Between 1348 and 1350, Jews throughout Europe were accused of having caused the spread of the Black Death by poisoning the wells from which the entire population drank. Hundreds if not thousands were executed from Aragon and southern France into the eastern regions of the German-speaking lands. But if the well-poisoning accusations against the Jews during these plague years are the most frequently cited of such cases, they were not unique. The first major wave of accusations came in France and Aragon in 1321, and it was lepers, not Jews, who were the initial targets. Local authorities, and especially municipal councils, promoted these charges so as to be able to seize the property of the leprosaria, Tzafrir Barzilay contends. The allegations eventually expanded to describe an international conspiracy organized by Muslims, and only then, after months of persecution of the lepers, did some nobles of central France implicate the Jews, convincing the king to expel them from the realm. In Poisoned Wells Barzilay explores the origins of these charges of well poisoning, asks how the fear took root and moved across Europe, which groups it targeted, why it held in certain areas and not others, and why it waned in the fifteenth century. He argues that many of the social, political, and environmental factors that fed the rise of the mass poisoning accusations had already appeared during the thirteenth century, a period of increased urbanization, of criminal poisoning charges, and of the proliferation of medical texts on toxins. In studying the narratives that were presented to convince officials that certain groups committed well poisoning and the legal and bureaucratic mechanisms that moved rumors into officially accepted and prosecutable crimes, Barzilay has written a crucial chapter in the long history of the persecution of European minorities.

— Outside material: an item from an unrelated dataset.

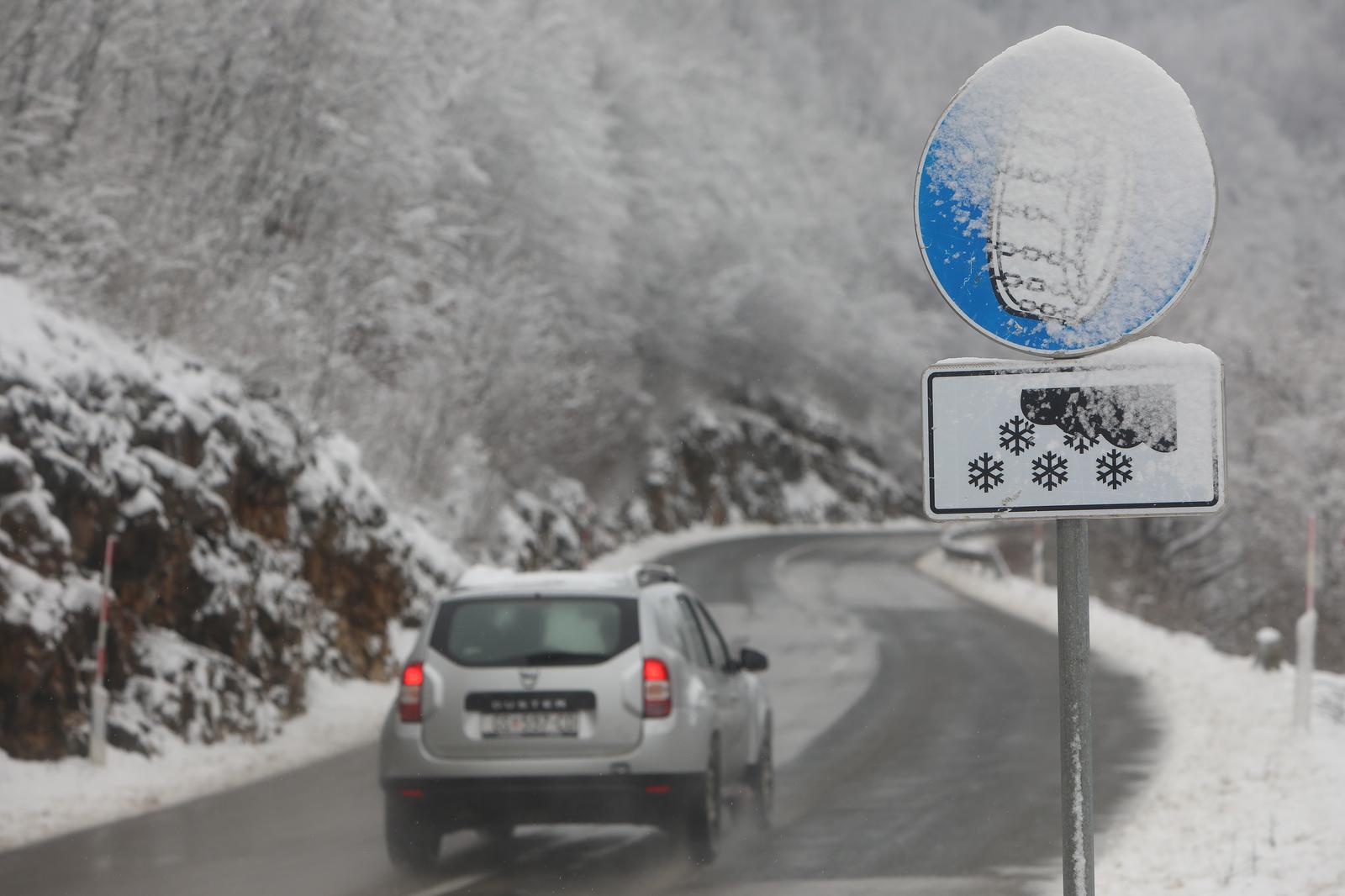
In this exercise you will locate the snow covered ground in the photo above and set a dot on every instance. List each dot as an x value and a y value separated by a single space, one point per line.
47 798
1239 804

Is there a Judeo-Christian Tradition?

Author : Emmanuel Nathan,Anya Topolski
Publisher : Walter de Gruyter GmbH & Co KG
Page : 295 pages
File Size : 51,5 Mb
Release : 2016-03-21
Category : History
ISBN : 9783110416671

Get Book

Is there a Judeo-Christian Tradition? by Emmanuel Nathan,Anya Topolski Pdf

The term ‘Judeo-Christian’ in reference to a tradition, heritage, ethic, civilization, faith etc. has been used in a wide variety of contexts with widely diverging meanings. Contrary to popular belief, the term was not coined in the United States in the middle of the 20th century but in 1831 in Germany by Ferdinand Christian Baur. By acknowledging and returning to this European perspective and context, the volume engages the historical, theological, philosophical and political dimensions of the term’s development. Scholars of European intellectual history will find this volume timely and relevant.

Imago and Contemplatio in the Visual Arts and Literature (1400–1700)

Author : Stijn Bussels,Karl A.E. Enenkel,Michel Weemans,Elliott D. Wise
Publisher : BRILL
Page : 541 pages
File Size : 46,9 Mb
Release : 2024-01-22
Category : History
ISBN : 9789004682641

Get Book

Imago and Contemplatio in the Visual Arts and Literature (1400–1700) by Stijn Bussels,Karl A.E. Enenkel,Michel Weemans,Elliott D. Wise Pdf

This volume contains twenty-four essays, which, in their subjects and methodology, pay tribute to the scholarship of Walter S. Melion. The contributions are grouped under three categories: “Devotion,” “Art and Image Theory,” and “Vision and Contemplation.” The Devotion section addresses votive practices, theological theory and polemic literature. The Art and Image Theory section focuses on Jesuit image theory, the reflexive dimension of works, and artists’ reflections on the function of images. Finally, the Vision and Contemplation section discusses the ‘early modern eye’ as a tool for thoughtful, prolonged looking to ascertain visual wit, deception, self-assessment and friendship, sacred and profane allegories.